Amazon opens their real NoSQL database, awesome potential for data mining and business intelligence
Amazon have turned on access to Dynamo, which runs much of the infrastructure behind Amazon Web Services and provided the inspiration for Cassandra. All your data is hosted on SSDs (Solid State Drives) which means it should be pretty damn fast.
In tech terms this is a tuneable-consistency and throughput key-value store. That means you can dial up or down the resources (and cost) depending on your performance and consistency (whether or not the very latest data is available in your query) needs.

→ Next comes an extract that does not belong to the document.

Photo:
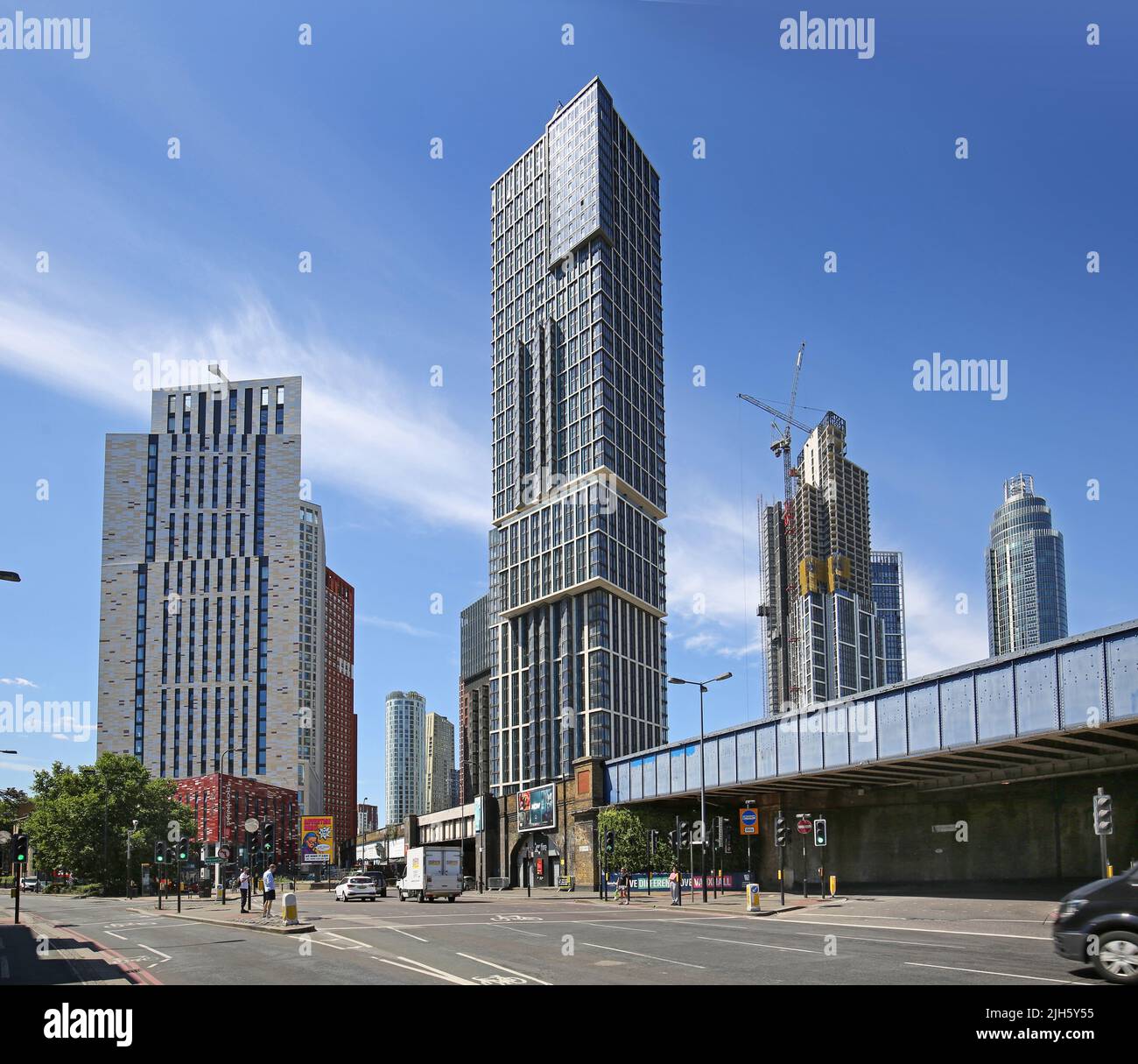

This kind of thing is useful in applications where you've got unknown and changing volumes of data turning up that you want to mine in real time, that will eventually grow to enormous volumes that you still need to be able to store and mine quickly. Web analytics is a good example: you don't know how many people will be hitting your web site, so you start with the default "5 writes/second" but can dial it up and back when there's peaks of load. If you use something like NodeDB to do the data collection and inserting, any backlog of data writes will just queue up until it gets in if there's momentary peaks in demand.
Querying these key-value stores isn't as easy as with relational databases, which have had over 40 years of development and can be very flexibly queried. The advantage they hold over relational databases is that they scale linearly. If a query on 100 records takes a second, a query of 100000 records will also take a second provided you throw 1000x the hardware at the database server. Relational databases are very hard to scale this way once you grow past small clusters of machines. With relational database clusters, ensuring each replica of the data is consistent takes up ever-increasing fractions of the resources, meaning the scaling curve is anything but linear.